Ale and Asiago
This bread is the result of a coworker giving me a chunk of Asiago cheese and asking if I could make bread with it. A friends home brewed ale sounded like it would round out the flavors. It also has some agave syrup, and a little fresh ground pepper. 40% of the flour was in a sourdough preferment and 25% was sprouted multigrain along with AP and just a little WWW. It came out to 72% hydration with beer and water.
I can't say it is my favorite in terms of structure or taste. Got to figure out where those big holes come from, they were not planned and the crumb also has dense and too moist spots, maybe shaping is to blame. When tasting the cheese seems to have mostly disappeared even though you can see chunks of it I expected more out of assertive Asiago, it also has a slightly bitter aftertaste like it needed more sweetener. Oh well! I'll give the uncut loaf to the coworker everyone has there own tastes, maybe he will like it. I will also try it with the pot of beans that's for dinner, maybe it will go better with food instead of just butter.

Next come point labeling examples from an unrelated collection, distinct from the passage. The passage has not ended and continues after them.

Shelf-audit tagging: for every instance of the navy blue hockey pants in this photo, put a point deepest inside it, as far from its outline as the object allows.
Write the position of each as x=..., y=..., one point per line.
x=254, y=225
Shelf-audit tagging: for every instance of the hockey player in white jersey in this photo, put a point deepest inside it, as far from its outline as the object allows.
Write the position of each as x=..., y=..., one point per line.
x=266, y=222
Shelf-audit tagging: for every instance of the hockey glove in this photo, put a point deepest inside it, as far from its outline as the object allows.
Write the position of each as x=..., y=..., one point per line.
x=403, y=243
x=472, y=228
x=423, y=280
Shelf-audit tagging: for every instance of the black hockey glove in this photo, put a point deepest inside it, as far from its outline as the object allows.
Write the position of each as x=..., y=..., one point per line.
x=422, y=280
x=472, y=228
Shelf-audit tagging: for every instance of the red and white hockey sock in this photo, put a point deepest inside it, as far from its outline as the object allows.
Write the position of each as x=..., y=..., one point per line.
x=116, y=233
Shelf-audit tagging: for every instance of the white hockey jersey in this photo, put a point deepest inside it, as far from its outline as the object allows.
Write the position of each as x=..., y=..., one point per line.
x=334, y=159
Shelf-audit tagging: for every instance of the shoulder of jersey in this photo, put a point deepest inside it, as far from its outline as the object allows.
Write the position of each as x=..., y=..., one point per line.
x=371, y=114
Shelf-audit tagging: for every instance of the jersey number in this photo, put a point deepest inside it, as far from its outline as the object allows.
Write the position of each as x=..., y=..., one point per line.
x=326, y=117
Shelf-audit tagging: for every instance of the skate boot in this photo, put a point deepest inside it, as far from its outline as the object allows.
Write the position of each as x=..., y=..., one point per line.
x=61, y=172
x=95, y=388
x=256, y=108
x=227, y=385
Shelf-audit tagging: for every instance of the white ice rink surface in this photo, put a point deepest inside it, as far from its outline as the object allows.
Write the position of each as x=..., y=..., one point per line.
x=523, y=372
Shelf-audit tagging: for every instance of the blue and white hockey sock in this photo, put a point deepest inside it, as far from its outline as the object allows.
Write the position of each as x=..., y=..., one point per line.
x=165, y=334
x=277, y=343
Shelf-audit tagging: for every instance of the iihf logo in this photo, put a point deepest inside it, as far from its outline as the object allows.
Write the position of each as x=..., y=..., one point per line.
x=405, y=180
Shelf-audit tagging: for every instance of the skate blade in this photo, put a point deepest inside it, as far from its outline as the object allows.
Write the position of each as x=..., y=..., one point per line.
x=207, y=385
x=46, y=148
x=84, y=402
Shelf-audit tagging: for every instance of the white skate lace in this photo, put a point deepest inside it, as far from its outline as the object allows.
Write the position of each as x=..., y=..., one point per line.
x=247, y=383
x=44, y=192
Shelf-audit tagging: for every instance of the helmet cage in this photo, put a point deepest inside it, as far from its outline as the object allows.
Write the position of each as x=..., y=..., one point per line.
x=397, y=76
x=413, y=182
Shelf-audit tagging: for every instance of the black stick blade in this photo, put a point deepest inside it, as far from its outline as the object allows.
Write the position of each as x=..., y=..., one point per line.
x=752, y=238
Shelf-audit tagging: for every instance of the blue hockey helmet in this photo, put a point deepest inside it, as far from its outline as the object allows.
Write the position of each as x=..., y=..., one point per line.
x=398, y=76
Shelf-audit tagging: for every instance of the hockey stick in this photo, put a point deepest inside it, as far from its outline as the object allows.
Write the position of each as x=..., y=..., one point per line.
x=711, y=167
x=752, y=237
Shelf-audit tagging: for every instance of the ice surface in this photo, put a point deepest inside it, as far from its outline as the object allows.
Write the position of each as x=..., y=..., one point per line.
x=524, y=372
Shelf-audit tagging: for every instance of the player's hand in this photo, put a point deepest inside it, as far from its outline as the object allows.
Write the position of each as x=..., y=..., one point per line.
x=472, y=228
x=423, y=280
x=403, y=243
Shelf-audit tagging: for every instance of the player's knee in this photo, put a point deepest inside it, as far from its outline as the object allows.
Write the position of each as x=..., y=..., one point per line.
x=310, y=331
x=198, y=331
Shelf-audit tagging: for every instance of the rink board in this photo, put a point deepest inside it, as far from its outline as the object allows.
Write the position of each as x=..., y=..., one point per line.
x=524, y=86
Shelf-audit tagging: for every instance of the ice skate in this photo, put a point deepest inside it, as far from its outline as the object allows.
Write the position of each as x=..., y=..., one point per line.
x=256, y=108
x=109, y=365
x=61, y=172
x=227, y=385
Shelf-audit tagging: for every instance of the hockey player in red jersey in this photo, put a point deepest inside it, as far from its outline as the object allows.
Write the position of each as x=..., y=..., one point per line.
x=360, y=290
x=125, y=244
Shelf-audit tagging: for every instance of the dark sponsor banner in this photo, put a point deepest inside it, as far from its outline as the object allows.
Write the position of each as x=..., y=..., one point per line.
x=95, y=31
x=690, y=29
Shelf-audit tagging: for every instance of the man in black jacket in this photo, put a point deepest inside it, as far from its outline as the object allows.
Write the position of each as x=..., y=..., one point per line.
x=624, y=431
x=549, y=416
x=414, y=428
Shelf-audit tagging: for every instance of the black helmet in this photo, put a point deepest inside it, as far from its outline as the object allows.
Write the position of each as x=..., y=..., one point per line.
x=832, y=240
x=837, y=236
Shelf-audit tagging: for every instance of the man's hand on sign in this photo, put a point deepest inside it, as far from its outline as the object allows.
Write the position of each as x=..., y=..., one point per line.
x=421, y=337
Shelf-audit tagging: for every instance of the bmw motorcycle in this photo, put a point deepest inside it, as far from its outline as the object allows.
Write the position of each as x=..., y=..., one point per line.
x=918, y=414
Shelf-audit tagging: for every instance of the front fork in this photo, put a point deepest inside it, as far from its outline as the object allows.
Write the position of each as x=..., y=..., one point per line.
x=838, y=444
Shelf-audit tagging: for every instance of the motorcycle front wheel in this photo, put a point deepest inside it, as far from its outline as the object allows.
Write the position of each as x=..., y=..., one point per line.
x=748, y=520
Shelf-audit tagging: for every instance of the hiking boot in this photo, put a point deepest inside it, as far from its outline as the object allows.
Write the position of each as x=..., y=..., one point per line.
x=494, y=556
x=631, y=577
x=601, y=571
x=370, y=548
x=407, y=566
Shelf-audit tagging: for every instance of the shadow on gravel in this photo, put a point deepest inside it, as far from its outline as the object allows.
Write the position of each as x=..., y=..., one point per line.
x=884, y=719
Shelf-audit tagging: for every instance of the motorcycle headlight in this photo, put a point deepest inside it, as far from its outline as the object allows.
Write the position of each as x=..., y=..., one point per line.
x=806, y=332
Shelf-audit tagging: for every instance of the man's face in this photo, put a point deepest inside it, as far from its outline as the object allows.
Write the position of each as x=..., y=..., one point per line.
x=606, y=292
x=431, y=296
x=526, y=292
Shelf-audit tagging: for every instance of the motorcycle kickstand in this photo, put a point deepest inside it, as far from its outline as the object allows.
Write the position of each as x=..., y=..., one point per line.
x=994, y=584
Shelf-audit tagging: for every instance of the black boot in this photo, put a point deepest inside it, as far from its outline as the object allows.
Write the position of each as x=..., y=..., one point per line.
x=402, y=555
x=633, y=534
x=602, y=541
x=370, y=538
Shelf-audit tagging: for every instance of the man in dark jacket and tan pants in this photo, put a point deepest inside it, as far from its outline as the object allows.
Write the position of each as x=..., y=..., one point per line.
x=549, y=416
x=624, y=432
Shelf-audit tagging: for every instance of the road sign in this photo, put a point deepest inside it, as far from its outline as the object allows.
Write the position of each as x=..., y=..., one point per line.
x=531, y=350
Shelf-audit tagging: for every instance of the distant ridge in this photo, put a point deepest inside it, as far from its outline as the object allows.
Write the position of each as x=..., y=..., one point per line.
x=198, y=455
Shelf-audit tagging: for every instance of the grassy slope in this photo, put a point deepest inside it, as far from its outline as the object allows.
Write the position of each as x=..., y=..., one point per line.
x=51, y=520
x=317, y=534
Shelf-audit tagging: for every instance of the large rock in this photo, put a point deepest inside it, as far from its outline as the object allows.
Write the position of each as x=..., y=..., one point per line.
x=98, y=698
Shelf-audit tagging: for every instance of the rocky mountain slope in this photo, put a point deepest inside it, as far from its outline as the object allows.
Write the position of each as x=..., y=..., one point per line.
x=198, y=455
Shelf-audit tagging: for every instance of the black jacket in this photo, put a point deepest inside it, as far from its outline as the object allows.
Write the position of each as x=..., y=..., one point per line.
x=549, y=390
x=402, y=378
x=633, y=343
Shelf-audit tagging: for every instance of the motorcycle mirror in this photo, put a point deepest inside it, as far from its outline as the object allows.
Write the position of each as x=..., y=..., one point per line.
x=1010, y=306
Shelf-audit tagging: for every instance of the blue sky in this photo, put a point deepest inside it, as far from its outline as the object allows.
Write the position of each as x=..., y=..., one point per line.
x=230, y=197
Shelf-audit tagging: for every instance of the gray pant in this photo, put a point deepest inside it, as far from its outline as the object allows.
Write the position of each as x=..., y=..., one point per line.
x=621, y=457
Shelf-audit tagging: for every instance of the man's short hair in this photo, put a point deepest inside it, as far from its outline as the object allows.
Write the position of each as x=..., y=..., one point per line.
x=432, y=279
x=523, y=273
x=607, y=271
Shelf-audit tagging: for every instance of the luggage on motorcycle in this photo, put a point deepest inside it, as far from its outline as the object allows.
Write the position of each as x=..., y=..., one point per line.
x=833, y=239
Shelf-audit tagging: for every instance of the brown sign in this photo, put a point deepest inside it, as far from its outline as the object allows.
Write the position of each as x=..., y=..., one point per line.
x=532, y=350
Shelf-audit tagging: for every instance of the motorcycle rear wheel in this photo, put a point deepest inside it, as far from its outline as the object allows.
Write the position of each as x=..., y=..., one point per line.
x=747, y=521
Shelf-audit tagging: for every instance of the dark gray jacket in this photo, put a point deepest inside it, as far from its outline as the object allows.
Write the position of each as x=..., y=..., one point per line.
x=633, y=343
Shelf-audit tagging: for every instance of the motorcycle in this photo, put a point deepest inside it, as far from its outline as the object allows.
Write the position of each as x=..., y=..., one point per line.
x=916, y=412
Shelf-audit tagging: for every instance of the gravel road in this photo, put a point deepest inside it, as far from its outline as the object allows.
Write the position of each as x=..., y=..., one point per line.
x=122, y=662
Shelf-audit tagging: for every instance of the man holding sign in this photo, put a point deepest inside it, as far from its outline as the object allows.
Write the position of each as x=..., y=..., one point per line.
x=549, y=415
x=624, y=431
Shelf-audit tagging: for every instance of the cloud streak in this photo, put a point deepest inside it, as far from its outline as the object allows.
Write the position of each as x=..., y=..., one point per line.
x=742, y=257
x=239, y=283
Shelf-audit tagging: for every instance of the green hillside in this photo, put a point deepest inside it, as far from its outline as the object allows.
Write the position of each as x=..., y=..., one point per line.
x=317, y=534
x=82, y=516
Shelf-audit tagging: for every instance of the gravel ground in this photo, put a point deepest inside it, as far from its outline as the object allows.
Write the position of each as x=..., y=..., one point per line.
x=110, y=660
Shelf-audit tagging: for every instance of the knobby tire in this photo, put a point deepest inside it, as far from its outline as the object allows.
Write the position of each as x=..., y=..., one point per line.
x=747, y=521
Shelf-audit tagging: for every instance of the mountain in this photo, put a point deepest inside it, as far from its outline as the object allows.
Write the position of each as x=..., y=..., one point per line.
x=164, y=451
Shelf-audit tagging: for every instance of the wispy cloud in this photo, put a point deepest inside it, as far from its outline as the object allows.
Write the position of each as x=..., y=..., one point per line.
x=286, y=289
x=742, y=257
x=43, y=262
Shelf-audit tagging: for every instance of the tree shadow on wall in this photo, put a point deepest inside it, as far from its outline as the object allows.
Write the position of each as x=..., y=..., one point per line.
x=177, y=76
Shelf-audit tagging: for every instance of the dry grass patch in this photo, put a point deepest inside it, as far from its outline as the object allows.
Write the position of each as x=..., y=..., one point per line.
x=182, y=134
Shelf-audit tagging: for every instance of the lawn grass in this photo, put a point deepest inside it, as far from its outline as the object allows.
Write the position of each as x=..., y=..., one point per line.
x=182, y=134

The brownies in the background make up for the bread. The recipe came from Martha Stewart and it is the first time using melted bittersweet chocolate instead of dry Hershey Coco, makes a big difference. The only change made was the addition of some pecans. Decadent stuff if your into chocolate.
Stu
Comments
I'm guessing it was fast to ferment and proof with so much levain in there. .There should be a rule that beer and cheese should always be tasty in bread if you ask me. It will still probably the best bread your coworker has had in a long time.
Happy baking
That is the largest preferment I've ever used so you are probably right about the holes. It did taste better with the beans, so maybe it was a hasty first impression. I think that an experiment with different levels of preferment is in the offing.
Hihi,
I had this problem before, to put in my two cents worth, this could be caused by using your pre-ferment too early or too late. Try using when it matures.
When I took my class earlier this year we had experimented with a high percentage of pre-ferment, the result was more sour which makes the gluten easier to tear.
Let us know if it helps ^^
Cheers
CeciC
That just gives me something else to experiment with. Seems like there is always another path to follow.